According to www.pharmaceuticalcommerce.com, China’s April 2026 Regulations on Industrial and Supply Chain Security — enacted immediately with no transition period — now allow Beijing to impose export restrictions on U.S. pharmaceutical companies for routine compliance with U.S. law, including forced labor due diligence under the Uyghur Forced Labor Prevention Act.
Direct Compliance Conflict Emerges
The regulations, paired with companion rules countering foreign extraterritorial jurisdiction, grant Chinese regulators broad authority to investigate and designate companies as “malicious entities” — triggering import and export restrictions. As Mayer Brown noted in its May 5, 2026 analysis, actions standard under U.S. regulatory practice — such as auditing a Chinese supplier or pausing shipments — now carry tangible retaliation risk.

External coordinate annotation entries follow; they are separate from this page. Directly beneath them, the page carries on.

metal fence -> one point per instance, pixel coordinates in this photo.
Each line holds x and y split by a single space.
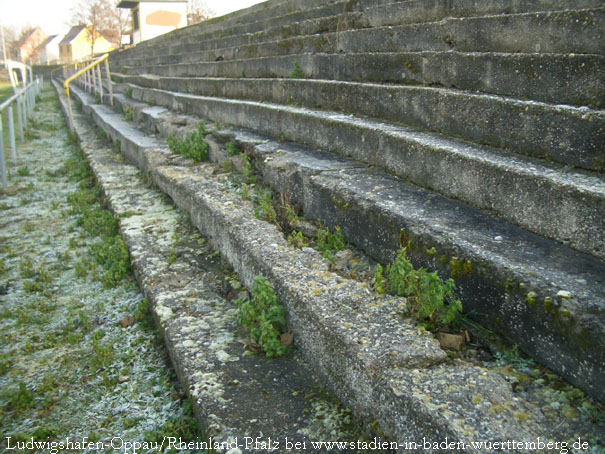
88 75
24 100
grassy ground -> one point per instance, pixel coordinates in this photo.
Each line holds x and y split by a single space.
79 353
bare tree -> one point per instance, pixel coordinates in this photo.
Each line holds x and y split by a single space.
197 11
101 18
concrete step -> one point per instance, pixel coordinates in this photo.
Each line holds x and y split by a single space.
256 16
503 262
553 202
185 283
512 33
333 18
562 79
554 132
404 387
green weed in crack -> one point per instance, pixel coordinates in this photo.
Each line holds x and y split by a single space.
430 299
193 147
264 318
108 249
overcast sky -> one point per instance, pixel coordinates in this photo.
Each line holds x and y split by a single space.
52 15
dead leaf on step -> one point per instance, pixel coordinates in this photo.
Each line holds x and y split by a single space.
127 321
287 339
451 341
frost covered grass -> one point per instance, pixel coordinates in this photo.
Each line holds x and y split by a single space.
79 352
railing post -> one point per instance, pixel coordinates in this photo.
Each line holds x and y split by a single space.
19 118
94 81
98 71
70 120
109 81
11 134
24 109
2 164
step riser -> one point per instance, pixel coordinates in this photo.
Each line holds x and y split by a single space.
378 222
573 80
191 313
526 33
255 14
521 199
358 377
417 11
390 14
535 130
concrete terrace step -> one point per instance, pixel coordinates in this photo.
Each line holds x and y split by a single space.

According to the report, these measures transform what had been a chronic vulnerability into an acute compliance crisis. For U.S. generic drug manufacturers — which rely heavily on Chinese-sourced active pharmaceutical ingredients (API) — the operational stakes are immediate and high. The Brookings Institution cites estimates of U.S. dependence on Chinese-made API ranging from 8% to 47%; other analyses suggest China controls 80–90% of global API supply.
Structural Barriers to Reshoring
A September 29, 2025 Center for Strategic and International Studies (CSIS) analysis underscores why domestic API production remains elusive: generic medicines account for approximately 90% of U.S. prescriptions but only 13.1% of total drug spending — a cost dynamic that severely constrains margins available for reshoring investment.
The same CSIS report found that tariffs and executive orders alone cannot overcome three persistent constraints: regulatory complexity, permitting delays, and workforce gaps in U.S. pharmaceutical manufacturing. These structural barriers persist despite federal initiatives like the Department of Health and Human Services’ partnership with the API Innovation Center.
Operational Implications for Supply Chain Teams
To clarify implementation risks and mitigation pathways, Pharmaceutical Commerce interviewed Gerren McHam, vice president of government and external affairs at the API Innovation Center. McHam emphasized that supply chain teams must now treat U.S. compliance activities — previously viewed as low-risk governance functions — as potential triggers for Chinese countermeasures.
He stressed that building a viable domestic API base requires more than capital alone: it demands coordinated action across three levers — targeted public and private investment, consistent demand signaling from payers and federal procurement programs, and reform of sourcing practices that currently prioritize lowest-cost bids over resilience metrics. “Routine audits are no longer just about due diligence — they’re geopolitical exposure points,” McHam said.
“Actions that are routine under US law, such as auditing a Chinese supplier, pausing shipments, and conducting forced labor due diligence… can now trigger Chinese investigations and placement on a ‘malicious entity’ list.” — Mayer Brown, “China Expands Its Playbook,” May 5, 2026
Pathways to Resilience
McHam outlined three non-negotiable conditions for successful API reshoring: first, sustained multi-year funding aligned with FDA’s Manufacturing Readiness Framework; second, binding federal procurement commitments — such as requiring 25% of all federally purchased generics to contain domestically sourced API by 2028; and third, harmonized data standards enabling real-time traceability across API batches, starting with pilot programs launched in Q3 2026.
The CSIS analysis further notes that current U.S. domestic API capacity meets less than 5% of total demand — a gap widening amid tightening Chinese export controls. Without integrated policy intervention, McHam warned, supply chain teams face escalating trade-off decisions between legal compliance and commercial continuity.
Source: pharmaceuticalcommerce.com
Compiled from international media by the SCI.AI editorial team.